Тайна... для любого юного организма — сущность привлекательнейшая, восхитительнейшая.
— Скоро устье Теши. Не соблаговолит ли Софочка со спутницей своей в каюту спуститься. А то... лишние глаза могут лишнее узреть.
Похищение? Тайное, загадочное... Но похитители галантны и иностранны. А главный среди них — её родная мать! Выжившая чудом!
Удивительны дела твои, господи...
Почему не было досмотра? Потому что кораблик везёт одного из моих ближников. Их тормозить нельзя, их час — дорог. Почти так же как и мой собственный.
Софочка привозит Ростиславу в город, приводит на подворье своей товарки по швейному производству. И запирается с дочкой в погребе. Где и открывает ей правду. Целые сутки.
История с Изяславом не прошла даром. Она сама, со своим набором аргументов, выдаёт дочке тайну её рождения. Стремясь опередить меня, Андрея. Формируя у доченьки "правильный" "start point" — исходное представление, базовую точку зрения, "первый взгляд".
Сам факт не меняется.

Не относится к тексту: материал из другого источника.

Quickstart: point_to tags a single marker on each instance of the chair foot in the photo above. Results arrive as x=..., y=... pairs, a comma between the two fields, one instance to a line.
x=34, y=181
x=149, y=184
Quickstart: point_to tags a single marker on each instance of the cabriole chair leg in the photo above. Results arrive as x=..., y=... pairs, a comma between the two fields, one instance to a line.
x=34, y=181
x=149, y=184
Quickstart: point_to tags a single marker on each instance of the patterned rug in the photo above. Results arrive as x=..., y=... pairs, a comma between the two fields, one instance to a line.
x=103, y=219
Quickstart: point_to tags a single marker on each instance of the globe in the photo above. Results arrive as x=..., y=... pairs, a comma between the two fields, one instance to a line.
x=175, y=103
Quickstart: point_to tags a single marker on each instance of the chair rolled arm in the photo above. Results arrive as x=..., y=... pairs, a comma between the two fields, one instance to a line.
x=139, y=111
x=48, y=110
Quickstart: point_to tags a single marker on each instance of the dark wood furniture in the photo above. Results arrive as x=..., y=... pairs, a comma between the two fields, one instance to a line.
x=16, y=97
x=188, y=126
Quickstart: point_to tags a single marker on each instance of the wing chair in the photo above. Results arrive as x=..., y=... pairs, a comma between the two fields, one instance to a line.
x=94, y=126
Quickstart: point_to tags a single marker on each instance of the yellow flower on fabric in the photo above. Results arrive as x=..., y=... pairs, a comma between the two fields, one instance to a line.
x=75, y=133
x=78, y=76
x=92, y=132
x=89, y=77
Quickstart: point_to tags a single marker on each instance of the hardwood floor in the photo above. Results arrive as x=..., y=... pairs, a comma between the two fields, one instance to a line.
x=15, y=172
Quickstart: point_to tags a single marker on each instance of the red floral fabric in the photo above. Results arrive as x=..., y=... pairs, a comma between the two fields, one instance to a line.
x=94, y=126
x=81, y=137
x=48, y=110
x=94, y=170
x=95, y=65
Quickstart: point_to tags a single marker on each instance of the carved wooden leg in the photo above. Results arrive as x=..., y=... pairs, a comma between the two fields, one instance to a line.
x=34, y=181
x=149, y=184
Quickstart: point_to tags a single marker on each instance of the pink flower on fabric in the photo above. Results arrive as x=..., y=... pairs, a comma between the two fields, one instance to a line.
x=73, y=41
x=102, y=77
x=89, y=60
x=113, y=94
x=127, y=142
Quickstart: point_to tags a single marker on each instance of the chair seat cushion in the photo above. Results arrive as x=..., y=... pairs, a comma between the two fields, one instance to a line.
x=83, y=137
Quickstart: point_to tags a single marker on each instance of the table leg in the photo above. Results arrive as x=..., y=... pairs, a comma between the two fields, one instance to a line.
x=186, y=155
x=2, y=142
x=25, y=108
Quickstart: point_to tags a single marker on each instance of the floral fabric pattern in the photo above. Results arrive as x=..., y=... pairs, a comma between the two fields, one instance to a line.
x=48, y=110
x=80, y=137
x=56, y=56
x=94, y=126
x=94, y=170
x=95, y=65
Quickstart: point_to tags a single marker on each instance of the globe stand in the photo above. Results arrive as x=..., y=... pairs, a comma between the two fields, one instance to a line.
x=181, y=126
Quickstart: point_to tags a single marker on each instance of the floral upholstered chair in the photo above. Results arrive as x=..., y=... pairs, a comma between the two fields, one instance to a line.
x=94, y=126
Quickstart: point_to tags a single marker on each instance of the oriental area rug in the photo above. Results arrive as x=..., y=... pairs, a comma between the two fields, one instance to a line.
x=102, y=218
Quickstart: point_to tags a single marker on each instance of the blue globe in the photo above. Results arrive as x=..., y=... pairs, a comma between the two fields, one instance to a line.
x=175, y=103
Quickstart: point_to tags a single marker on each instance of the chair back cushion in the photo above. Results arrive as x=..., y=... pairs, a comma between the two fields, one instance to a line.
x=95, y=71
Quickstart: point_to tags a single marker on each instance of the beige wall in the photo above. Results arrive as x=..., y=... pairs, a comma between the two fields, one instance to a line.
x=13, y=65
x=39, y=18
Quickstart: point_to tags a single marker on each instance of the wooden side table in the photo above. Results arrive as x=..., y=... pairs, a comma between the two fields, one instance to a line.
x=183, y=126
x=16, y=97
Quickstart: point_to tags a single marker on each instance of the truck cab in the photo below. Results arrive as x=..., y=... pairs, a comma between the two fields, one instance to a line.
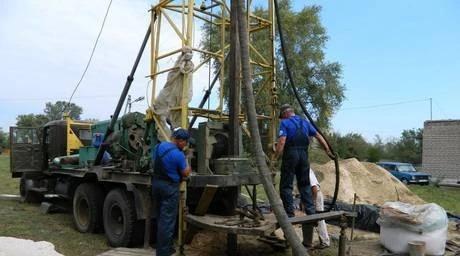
x=406, y=173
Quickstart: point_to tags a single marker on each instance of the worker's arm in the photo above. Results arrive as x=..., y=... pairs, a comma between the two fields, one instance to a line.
x=323, y=143
x=279, y=147
x=185, y=172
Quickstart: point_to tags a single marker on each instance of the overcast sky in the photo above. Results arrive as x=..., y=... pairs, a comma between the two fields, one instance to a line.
x=395, y=56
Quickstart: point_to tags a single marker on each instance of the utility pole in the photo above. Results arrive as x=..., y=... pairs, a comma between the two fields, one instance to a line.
x=431, y=108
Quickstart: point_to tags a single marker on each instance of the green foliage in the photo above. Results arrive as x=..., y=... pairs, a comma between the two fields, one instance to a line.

Но, будучи правильно поданным, в иной трактовке, не несёт столь разрушительного эффекта.
— Я — не виновата, меня заставили. Силой. Ты-то уж возраст вошла, знаешь как это... Тебя-то, доченька, саму-то... муж твой, урод законный... сколько раз...
Упирает на то, что жизнь ребёнку дала:
— Господу богу молилась чтобы не родить. Но плод извергнуть... тебя убить... не смогла. Будто голос какой сверху: доноси, выроди. Доченька родится. Единственная, любимая.
Обе нарыдались вволюшку.
Ростислава, потрясённая открытием о самой себе, о своём происхождении, просветлённая искренней исповедью, покаянием матери перед ней, сама только недавно потерявшая если не цель жизни — цели у неё не было, но устойчивый образ существования, тянется омытой слезами душой к матушке.
— Что ж нам теперь делать? Как же жить после этого?
И получает однозначно формулируемый ответ:
— Спасаться. От гнева Боголюбского. Сама жить не хочешь — мать родную спаси.
— Да как же?! От отеческого гнева...
— Он тебе не отец! Чужой злой мужик! А защититься от него — другим таким же надобно. Клин клином... — сама знаешь. И такой есть. Воевода Всеволжский, Зверь Лютый.
— Ой! Страх-то какой... Да и как же...
— Соблазни. Улести. На крючок посади. На его собственный "крючок". Подчини. А я... старая, глупая, слабая... Я бы и сама, да немощна стала. Годы своё берут. Сколь сил своих я на тебя положила, ночей над колыбелькой не спала, как болела ты — ко всякому вздоху прислушивалась...
У Ростиславы не осталось ни отца, ни мужа. Кроме матери — никого. Для людей русских она — дитя разврата, отрыжка похоти. Впереди — ничего хорошего. Одни ущемления да унижения. Жить — незачем. Одно есть, один долг — перед матерью. Которая ей жизнь дала, в свет белый выпустила. Не вытравила плодом бездушным бессловесным, не заспала, или иначе как, дитём бессмысленным...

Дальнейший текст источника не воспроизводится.